On a summer day not long ago, 10 people gathered to eat cheese in the name of science. They nibbled on small rounds of Cantal, a firm cow’s milk cheese historically produced in south central France, and evaluated more than 25 attributes spanning color, odor, taste, aroma, and texture. The tasting was just one component of a larger study on the effects of shifting cows’ diets from grass to corn because of industrialization and climate change. The new findings highlight the importance of maintaining at least some grass in cows’ diets.
“Their physiology and digestive tracts are made to digest grass.”
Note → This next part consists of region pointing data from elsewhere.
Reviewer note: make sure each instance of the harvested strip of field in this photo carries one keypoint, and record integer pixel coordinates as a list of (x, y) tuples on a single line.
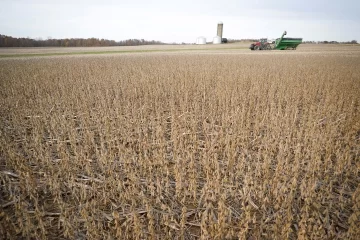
[(181, 146)]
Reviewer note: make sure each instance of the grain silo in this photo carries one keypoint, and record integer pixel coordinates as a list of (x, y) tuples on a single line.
[(217, 40), (220, 29)]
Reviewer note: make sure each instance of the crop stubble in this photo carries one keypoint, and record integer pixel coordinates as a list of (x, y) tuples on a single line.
[(180, 146)]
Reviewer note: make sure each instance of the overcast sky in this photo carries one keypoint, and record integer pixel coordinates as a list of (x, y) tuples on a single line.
[(181, 21)]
Cows, with their four stomach pouches, are evolutionarily primed to consume grass and extract all the nutrients possible from that roughage. “Cows are herbivores,” said Elisa Manzocchi, a dairy researcher at Agroscope in Posieux, Switzerland, who was not involved in the research. (Agroscope is a Swiss governmental organization devoted to agricultural research.) “Their physiology and digestive tracts are made to digest grass.”
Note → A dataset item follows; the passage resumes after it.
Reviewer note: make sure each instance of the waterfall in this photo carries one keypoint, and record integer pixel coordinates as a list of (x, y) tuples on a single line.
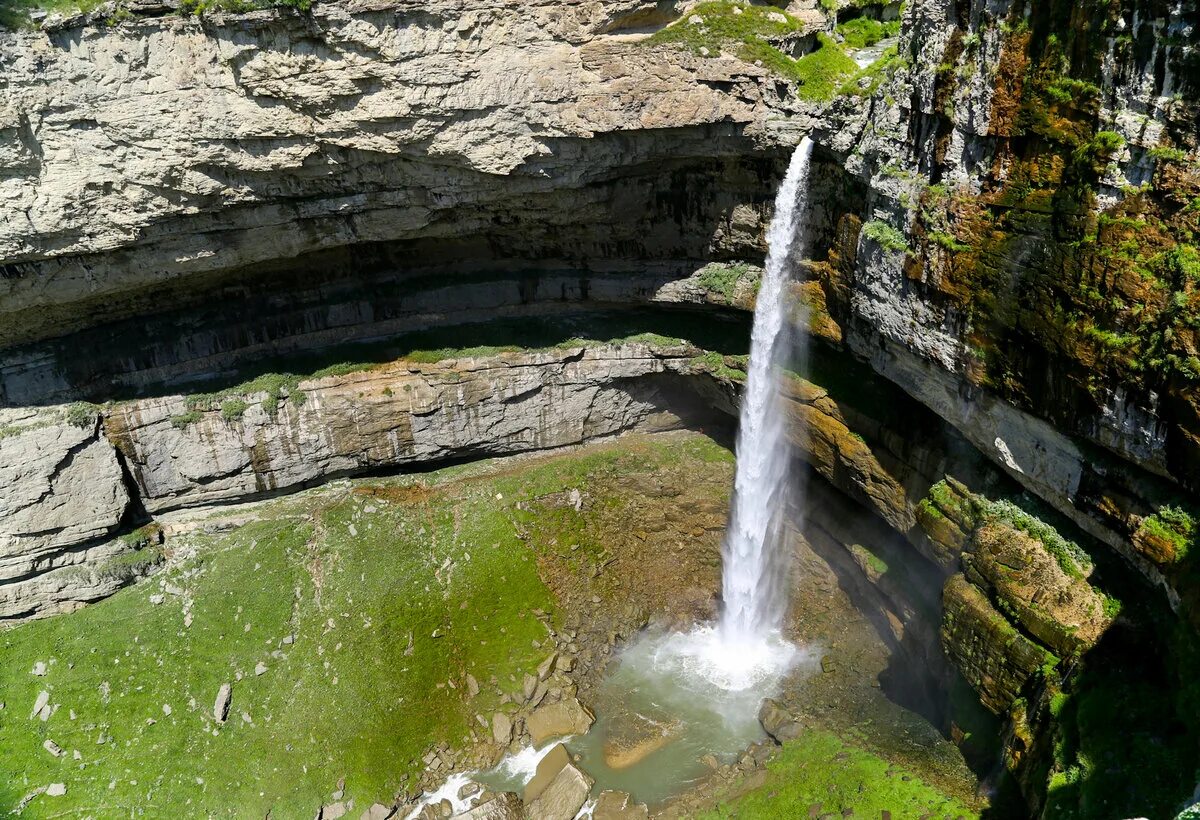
[(754, 575), (730, 666)]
But bovines around the world are increasingly being fed a corn-based diet as industrial-scale farming proliferates—it’s often easier, more efficient, and more scalable to feed cows from a trough rather than allow them to forage in a pasture.
Climate change is also driving that shift. Even in regions that have long turned cows out to green pastures, farmers are facing summertime grass shortages due to droughts. That’s true in Saint-Genès-Champanelle, the site of an experimental farm run by the National Research Institute for Agriculture, Food and Environment (INRAE), said Matthieu Bouchon, an animal husbandry scientist there. It’s hotter in the summer than it used to be, but there’s still a lot of spring rainfall, he said. “The conditions are perfect for corn cultivation.”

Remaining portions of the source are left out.